A transição, a primeira grande batalha
Quer a batalha do Congresso, quer a das fações dentro do próprio governo, bem como a questão dos governadores, são, contudo, desafios mais tardios. Antes disso, Lula da Silva terá de enfrentar a temida transição. Se normalmente o período até à tomada de posse (a 1 de janeiro de 2023) já é marcado pela expectativa, graças à nomeação de figuras que geralmente transitam para o novo governo, desta vez é um período ainda mais relevante se tivermos em conta que Jair Bolsonaro ainda não deu sinais de que aceitará ceder o poder.
Com um Presidente cessante que já questionou a validade das eleições no passado e insinuou que poderia haver uma intervenção militar, o silêncio da noite eleitoral por parte de Bolsonaro deixa a equipa de Lula inquieta. E, mesmo que a transição avance como é constitucionalmente esperado, os aliados do candidato do PT temem que não haja colaboração por parte do outro lado, falando já numa “caixa preta” — uma incógnita.
Alexandre Padilha, apontado como possível futuro ministro da Economia, já disse que quaisquer medidas futuras estão dependentes do que o novo governo descobrir quando tiver real noção do estado atual das contas públicas: “Não temos o diagnóstico definitivo da tragédia de Bolsonaro para o País”, disse.
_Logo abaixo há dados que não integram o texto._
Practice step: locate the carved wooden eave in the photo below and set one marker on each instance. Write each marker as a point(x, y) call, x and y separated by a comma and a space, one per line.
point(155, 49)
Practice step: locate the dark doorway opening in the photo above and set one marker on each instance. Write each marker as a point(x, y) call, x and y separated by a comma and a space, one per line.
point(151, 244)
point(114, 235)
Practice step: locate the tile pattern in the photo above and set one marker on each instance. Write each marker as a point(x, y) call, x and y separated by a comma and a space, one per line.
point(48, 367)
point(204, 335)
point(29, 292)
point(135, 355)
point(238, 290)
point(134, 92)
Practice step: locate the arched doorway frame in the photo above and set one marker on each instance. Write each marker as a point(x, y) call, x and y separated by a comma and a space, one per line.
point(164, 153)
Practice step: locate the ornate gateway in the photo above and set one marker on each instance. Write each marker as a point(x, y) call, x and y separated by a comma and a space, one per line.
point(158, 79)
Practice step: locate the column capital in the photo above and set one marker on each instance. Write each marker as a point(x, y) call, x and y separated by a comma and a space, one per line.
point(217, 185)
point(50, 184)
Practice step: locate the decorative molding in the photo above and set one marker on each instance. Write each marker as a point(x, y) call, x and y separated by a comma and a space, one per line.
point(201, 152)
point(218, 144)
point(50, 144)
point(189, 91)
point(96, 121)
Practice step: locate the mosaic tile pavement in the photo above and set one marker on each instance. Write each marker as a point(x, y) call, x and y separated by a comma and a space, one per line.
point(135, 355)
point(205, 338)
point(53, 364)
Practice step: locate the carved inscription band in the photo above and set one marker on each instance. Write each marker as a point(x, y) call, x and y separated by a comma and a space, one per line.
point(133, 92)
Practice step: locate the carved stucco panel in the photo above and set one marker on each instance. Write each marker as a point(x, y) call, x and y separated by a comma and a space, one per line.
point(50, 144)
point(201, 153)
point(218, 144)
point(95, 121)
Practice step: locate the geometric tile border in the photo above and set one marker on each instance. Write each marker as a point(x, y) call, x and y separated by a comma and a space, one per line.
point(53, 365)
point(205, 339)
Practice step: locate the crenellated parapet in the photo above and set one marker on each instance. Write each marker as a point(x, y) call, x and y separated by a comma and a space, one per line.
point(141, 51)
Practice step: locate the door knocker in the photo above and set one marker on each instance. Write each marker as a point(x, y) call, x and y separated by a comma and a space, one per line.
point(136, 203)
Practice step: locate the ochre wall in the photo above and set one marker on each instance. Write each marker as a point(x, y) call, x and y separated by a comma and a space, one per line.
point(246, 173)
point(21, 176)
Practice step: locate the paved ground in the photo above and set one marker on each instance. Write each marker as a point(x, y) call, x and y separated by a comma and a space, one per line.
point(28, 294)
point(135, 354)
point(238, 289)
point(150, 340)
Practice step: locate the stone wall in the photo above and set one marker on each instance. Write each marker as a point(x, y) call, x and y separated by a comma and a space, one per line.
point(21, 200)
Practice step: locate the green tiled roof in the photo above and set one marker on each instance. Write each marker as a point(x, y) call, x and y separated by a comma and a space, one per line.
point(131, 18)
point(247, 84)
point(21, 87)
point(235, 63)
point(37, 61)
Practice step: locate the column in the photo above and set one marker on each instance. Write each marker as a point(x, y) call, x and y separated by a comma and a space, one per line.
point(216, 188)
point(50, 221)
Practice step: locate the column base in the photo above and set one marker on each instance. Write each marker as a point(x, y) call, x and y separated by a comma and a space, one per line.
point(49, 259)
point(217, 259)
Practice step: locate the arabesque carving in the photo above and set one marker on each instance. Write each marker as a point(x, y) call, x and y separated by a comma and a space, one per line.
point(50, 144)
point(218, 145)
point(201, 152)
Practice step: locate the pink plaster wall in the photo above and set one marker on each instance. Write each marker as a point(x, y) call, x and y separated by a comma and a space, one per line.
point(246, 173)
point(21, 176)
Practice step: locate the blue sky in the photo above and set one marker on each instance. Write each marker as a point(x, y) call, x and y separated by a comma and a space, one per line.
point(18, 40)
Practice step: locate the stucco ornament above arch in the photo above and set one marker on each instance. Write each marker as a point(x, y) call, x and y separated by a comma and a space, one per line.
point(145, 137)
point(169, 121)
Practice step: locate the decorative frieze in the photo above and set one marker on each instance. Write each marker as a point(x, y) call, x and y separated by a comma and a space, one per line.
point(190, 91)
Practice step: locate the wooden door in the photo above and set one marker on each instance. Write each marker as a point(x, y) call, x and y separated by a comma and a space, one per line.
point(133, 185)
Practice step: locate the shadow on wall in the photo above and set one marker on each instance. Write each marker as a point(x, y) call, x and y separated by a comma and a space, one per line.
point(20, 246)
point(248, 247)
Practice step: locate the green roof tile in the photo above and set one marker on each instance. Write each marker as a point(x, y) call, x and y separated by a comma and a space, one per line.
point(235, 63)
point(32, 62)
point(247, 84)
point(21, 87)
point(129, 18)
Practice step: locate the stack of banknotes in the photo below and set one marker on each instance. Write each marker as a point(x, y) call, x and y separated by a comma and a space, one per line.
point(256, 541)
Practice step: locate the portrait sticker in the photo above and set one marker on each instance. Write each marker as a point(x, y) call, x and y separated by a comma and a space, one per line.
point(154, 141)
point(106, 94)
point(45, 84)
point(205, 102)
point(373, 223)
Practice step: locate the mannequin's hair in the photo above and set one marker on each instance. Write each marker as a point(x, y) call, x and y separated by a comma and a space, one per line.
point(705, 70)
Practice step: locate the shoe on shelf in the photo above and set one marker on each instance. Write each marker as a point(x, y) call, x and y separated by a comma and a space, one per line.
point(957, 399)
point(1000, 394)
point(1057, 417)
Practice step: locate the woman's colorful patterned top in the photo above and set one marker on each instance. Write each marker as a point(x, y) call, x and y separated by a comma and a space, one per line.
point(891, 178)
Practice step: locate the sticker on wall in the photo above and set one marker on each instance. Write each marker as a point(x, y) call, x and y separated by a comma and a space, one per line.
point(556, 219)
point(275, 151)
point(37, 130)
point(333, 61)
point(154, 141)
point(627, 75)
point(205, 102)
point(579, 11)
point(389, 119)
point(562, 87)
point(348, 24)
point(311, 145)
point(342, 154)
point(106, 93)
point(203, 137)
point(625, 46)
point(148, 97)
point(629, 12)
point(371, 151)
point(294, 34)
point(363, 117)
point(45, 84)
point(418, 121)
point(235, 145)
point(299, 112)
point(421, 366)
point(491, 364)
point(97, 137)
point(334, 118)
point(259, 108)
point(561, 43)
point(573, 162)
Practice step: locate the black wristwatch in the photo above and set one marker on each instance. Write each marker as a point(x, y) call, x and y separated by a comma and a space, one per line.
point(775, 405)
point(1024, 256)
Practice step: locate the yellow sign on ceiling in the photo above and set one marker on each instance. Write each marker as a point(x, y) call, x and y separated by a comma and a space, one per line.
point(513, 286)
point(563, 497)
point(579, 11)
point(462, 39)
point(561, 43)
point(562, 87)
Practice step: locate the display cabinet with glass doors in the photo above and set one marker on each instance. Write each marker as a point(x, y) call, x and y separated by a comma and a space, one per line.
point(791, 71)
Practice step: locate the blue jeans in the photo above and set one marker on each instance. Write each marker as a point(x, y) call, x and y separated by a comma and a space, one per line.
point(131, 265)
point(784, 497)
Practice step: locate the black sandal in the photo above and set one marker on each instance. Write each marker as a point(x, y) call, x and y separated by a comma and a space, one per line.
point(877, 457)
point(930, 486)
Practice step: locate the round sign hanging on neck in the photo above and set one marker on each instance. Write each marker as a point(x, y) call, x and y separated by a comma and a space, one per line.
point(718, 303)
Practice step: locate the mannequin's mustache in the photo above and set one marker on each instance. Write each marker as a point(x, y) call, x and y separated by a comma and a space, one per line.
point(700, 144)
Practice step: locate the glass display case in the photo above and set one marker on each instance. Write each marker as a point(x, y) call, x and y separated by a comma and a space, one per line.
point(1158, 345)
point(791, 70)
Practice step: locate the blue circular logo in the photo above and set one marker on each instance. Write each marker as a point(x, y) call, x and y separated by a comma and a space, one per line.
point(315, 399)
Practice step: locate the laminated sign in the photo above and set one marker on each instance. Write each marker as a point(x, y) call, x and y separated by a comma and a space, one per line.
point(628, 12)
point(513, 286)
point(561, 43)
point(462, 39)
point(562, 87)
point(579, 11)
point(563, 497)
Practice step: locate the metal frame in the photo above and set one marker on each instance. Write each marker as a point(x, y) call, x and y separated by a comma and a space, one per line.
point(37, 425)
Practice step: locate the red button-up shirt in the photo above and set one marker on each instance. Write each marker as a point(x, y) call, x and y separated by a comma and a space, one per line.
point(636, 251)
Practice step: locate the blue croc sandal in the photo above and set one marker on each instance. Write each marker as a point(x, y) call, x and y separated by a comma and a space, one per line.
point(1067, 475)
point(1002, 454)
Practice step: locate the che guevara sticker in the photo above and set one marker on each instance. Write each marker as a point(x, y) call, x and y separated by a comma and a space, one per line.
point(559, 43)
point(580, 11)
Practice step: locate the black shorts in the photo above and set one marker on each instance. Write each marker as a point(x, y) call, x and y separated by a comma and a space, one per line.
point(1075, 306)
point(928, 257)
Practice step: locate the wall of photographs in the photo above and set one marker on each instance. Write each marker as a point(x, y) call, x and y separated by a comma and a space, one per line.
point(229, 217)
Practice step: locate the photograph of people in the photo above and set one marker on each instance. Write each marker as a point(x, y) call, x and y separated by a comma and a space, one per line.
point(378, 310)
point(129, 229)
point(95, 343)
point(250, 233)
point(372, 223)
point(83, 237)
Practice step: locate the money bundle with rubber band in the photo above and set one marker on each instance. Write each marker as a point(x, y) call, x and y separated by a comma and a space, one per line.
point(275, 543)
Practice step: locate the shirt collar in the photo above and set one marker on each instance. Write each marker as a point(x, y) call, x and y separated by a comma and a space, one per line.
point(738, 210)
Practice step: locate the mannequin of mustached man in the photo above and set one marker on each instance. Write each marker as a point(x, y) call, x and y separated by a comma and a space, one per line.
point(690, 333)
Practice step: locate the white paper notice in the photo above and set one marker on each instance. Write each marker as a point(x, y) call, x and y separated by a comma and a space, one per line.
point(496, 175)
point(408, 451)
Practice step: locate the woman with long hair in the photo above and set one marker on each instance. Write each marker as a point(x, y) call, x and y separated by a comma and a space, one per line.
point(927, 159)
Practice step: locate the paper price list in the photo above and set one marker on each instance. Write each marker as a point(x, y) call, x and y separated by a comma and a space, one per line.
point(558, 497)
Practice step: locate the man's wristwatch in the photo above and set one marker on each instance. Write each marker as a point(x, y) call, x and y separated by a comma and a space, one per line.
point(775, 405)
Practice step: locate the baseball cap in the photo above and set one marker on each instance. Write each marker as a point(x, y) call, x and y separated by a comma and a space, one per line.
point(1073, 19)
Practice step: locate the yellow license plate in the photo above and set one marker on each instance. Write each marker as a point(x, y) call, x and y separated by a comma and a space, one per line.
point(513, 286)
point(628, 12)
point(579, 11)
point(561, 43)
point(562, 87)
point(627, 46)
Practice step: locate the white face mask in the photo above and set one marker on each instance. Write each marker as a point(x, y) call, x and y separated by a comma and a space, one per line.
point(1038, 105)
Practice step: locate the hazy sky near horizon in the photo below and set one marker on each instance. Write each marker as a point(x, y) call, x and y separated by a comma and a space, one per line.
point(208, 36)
Independentemente do que espera o Brasil nas próximas semanas, até à tomada de posse de Lula da Silva, há um diagnóstico que é claro para a maioria dos especialistas: se Lula da Silva quer governar com estabilidade, vai ter de, como prometeu, ir “além do PT”. Como previa uma semana antes da eleição o sociólogo Celso Rocha de Barros, que estudou o Partido dos Trabalhadores, “o PT vai ter que ser um sócio maioritário da coligação para a reconstrução da democracia”, estando aberto a “novas alianças”, possivelmente até ideológicas. Lula já sinalizou que está disposto a isso. Porque, depois de ressuscitar — e de já ter anunciado que não irá voltar à concorrer à presidência —, Lula da Silva sabe que já não tem mais vidas políticas para gastar.